THIS Is The Same Mistake WWE Makes Every WrestleMania Season
The Road has become literal by positioning its key players in very contrived vehicular angles, and in 2019, with Charlotte Flair interjected in the picture, the three women kicked the sh*t out of one another in a police car fisticuffs angle on the go-home show. Loosely-plotted but well-performed, the bombast of it all just about excused its contrived premise.
Kofi Kingston was afflicted by the same odds-stacking over on SmackDown in a series of diminished Gauntlet matches. All too often, WWE arrives at the perfect WrestleMania story, the thrust of which peaks in a fantastic, early segment, and scrambling, creative proceeds to go batsh*t crazy on tropes and visuals that only serve to dilute it.

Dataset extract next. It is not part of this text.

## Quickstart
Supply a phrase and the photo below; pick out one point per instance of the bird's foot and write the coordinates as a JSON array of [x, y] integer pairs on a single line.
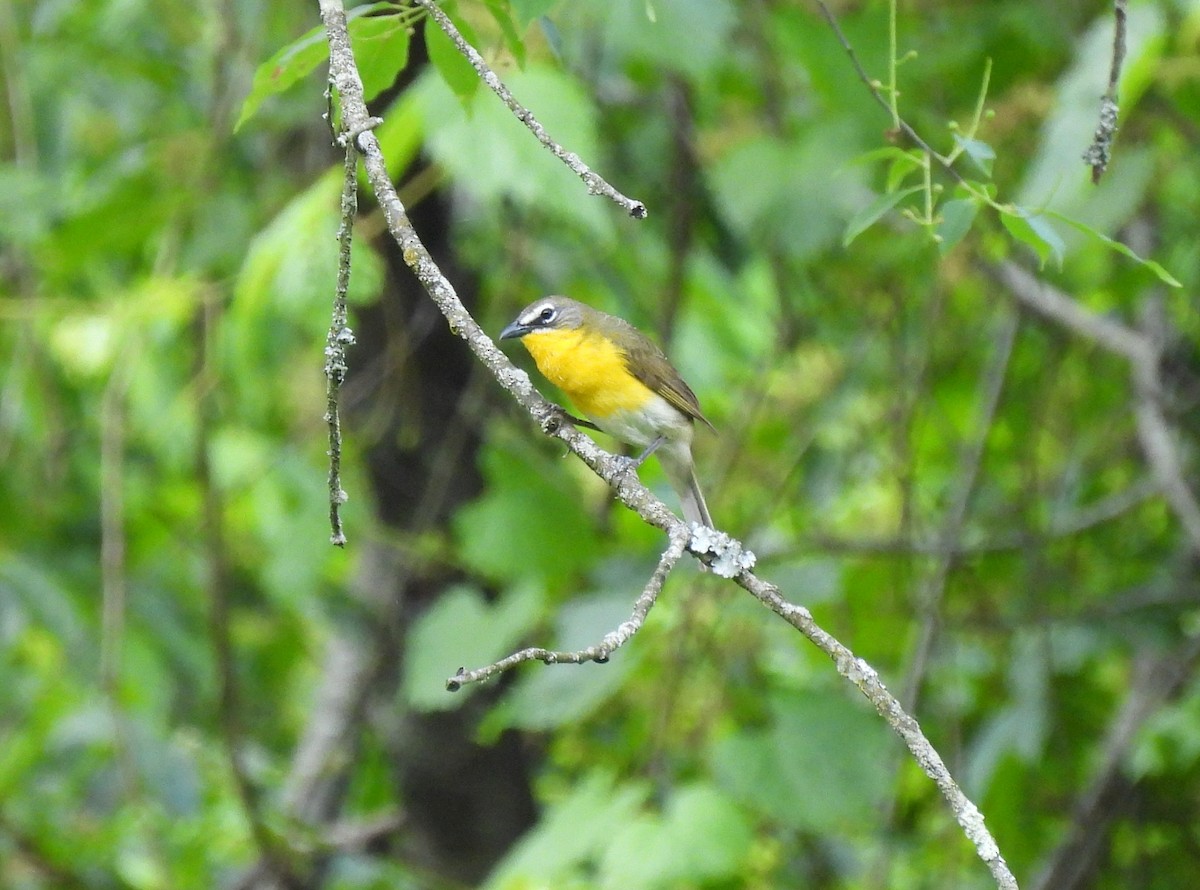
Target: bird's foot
[[558, 415], [624, 467]]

In 2018, WWE warped reality to an extent that Vince Russo couldn't conceive by promoting Roman Reigns, stigmatised as the office favourite, as the office enemy. Mr. McMahon was compelled to suspend him after a heated confrontation, in which Reigns questioned the absence of Brock Lesnar. They had the temerity to script Reigns to say that Lesnar was McMahon's "boy". A simple story of redemption and ascension was ruined - they shouldn't have ran it, and they still ran it into the ground - with the least credible attempt to blur the lines in the history of professional wrestling. It was, again, a totally unnecessary story element that must have felt, to them, in some way lurid and compelling.
These people are selectively magnetised to vehicles between February and April. It's an epidemic.